Among the many challenges of the notoriously-expensive drug development process is scaling up small molecule synthesis. Promising drug candidates must be produced in significantly larger quantities for preclinical toxicological and pharmacokinetic studies (10s of grams) compared to primary assays during discovery and lead optimization (sub-100 mg). While purity and speed is the primary concern during discovery, synthesis at the multigram scale warrants additional consideration of yield and cost.

The optimization of reaction conditions can help achieve this goal, but the inherent combinatorial nature of selecting reaction conditions (e.g., catalyst identity, concentration, reaction time, temperature) means that performing an exhaustive screen is counter to the goal of efficiency, both in terms of material usage and time. More focused experimentation is possible through the use of optimization algorithms that propose experiments based on accumulated data, so that only useful experiments need be performed.

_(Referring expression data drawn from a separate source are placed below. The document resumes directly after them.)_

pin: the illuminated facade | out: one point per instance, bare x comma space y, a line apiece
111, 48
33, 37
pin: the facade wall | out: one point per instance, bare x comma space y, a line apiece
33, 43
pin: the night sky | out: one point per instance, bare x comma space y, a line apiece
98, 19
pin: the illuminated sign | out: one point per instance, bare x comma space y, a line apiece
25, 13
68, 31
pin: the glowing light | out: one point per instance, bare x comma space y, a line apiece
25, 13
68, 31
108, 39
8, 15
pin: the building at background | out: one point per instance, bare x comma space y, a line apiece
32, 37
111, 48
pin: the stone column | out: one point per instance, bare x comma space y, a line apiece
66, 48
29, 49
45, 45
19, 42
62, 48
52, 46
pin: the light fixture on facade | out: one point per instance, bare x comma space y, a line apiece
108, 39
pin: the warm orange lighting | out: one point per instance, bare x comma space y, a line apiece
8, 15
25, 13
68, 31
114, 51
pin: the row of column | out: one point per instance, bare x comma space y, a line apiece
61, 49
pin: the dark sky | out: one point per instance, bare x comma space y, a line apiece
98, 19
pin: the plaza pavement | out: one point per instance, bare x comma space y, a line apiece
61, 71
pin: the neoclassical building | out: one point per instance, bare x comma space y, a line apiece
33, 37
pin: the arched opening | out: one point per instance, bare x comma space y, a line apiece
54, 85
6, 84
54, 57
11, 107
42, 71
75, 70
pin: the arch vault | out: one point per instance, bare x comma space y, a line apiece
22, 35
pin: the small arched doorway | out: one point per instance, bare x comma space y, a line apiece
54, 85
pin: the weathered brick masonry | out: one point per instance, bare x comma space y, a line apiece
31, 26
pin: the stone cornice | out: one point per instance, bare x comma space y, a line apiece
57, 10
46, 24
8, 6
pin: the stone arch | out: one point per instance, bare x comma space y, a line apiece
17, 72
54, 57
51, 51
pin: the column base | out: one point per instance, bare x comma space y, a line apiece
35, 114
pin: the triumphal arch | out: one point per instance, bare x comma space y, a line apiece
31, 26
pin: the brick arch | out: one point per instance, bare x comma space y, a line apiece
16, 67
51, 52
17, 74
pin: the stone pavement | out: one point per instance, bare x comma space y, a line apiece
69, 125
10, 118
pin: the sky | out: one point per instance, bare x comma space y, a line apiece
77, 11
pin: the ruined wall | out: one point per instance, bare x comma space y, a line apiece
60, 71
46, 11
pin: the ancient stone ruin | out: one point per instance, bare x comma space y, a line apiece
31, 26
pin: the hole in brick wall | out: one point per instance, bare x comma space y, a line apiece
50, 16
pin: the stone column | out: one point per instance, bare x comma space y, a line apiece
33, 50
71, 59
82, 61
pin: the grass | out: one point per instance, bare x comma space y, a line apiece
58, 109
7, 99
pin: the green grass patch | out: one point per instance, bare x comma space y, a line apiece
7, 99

Building on previous work in the group [1], here we report a mixed-integer nonlinear program (MINLP) algorithm for the simultaneous optimization of both discrete and continuous variables. The algorithm consists of two phases (1) an initial D-optimal design, which proposes a diverse range of experiments to regress a quadratic response surface model, and (2) an iterative branch-and-bound approach to discrete variable selection, where G-optimal experiments are proposed to minimize the variance at predicted optima. The algorithm is designed to optimize catalyst turnover number (TON) subject to a minimum yield constraint.

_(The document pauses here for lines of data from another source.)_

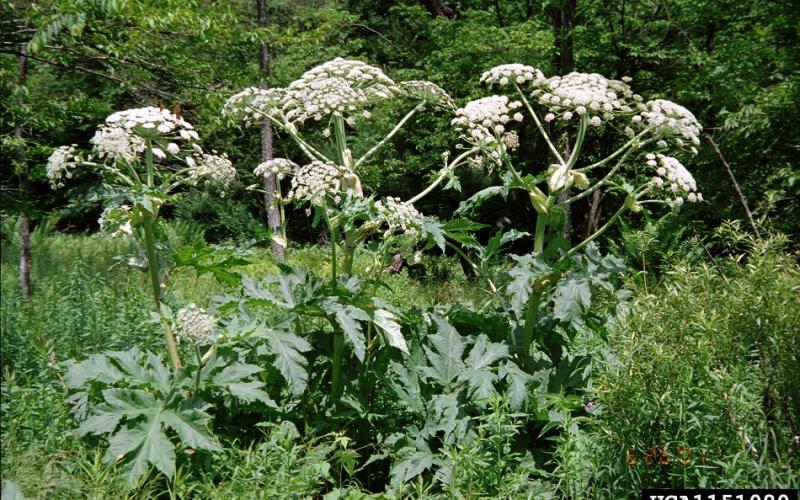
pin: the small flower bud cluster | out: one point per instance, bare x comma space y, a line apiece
280, 167
60, 165
217, 168
672, 120
253, 104
116, 220
315, 181
400, 216
671, 175
589, 94
483, 123
194, 324
429, 92
116, 143
507, 74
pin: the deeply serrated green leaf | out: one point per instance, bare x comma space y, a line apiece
289, 360
387, 323
349, 317
445, 358
191, 427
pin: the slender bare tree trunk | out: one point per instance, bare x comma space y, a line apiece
25, 259
562, 17
273, 214
739, 192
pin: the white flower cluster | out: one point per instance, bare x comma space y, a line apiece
122, 136
671, 175
674, 120
339, 87
217, 168
59, 165
429, 92
511, 73
400, 216
483, 123
194, 324
315, 181
280, 167
116, 143
253, 104
116, 219
580, 94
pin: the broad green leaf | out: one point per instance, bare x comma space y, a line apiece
572, 297
387, 323
288, 350
410, 464
235, 373
349, 317
142, 444
445, 357
192, 427
250, 392
529, 268
97, 367
478, 373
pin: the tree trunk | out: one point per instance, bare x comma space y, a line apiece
270, 181
25, 260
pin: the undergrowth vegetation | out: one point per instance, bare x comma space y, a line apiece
693, 388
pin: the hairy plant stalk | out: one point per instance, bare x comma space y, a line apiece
337, 361
152, 263
539, 125
442, 175
391, 134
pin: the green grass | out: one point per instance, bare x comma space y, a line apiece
706, 359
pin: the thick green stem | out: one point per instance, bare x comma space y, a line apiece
341, 141
152, 263
390, 134
539, 126
338, 361
334, 236
541, 226
531, 315
578, 142
600, 231
349, 252
442, 175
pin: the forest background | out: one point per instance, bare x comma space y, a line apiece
735, 64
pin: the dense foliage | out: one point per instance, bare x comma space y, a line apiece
492, 270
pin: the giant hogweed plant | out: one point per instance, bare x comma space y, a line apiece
135, 398
552, 286
340, 96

We first validate its performance using a suite of five simulated test cases representing variations on a catalytic bimolecular reaction. Next, we validate its performance experimentally using the exemplary Suzuki-Miyaura cross-coupling of 3-chloropyridine and 2-fluoropyridine-3-boronic acid pinacol ester. Experimental validation was conducted using an automated chemistry platform that performs reactions sequentially at the 20 microliter scale [2,3]. Yield and TON are calculated via online HPLC/MS and automatic peak integration. This closed-loop optimization proceeds without any human intervention. The new algorithm exhibits significantly faster convergence than the previous version and is found to be robust to measurement error.

[1] B. J. Reizman, K. F. Jensen, Accounts of Chemical Research 2016, 49, 1786-1796.

[2] Y.-J. Hwang*, C. W. Coley*, M. Abolhasani, A. L. Marzinzik, G. Koch, C. Spanka, H. Lehmann and K. F. Jensen, Chemical Communications, 2017, 53, 6649–6652.

[3] C. W. Coley, M. Abolhasani, H. Lin and K. F. Jensen, Angewandte Chemie, 2017, 129, 9979–9982.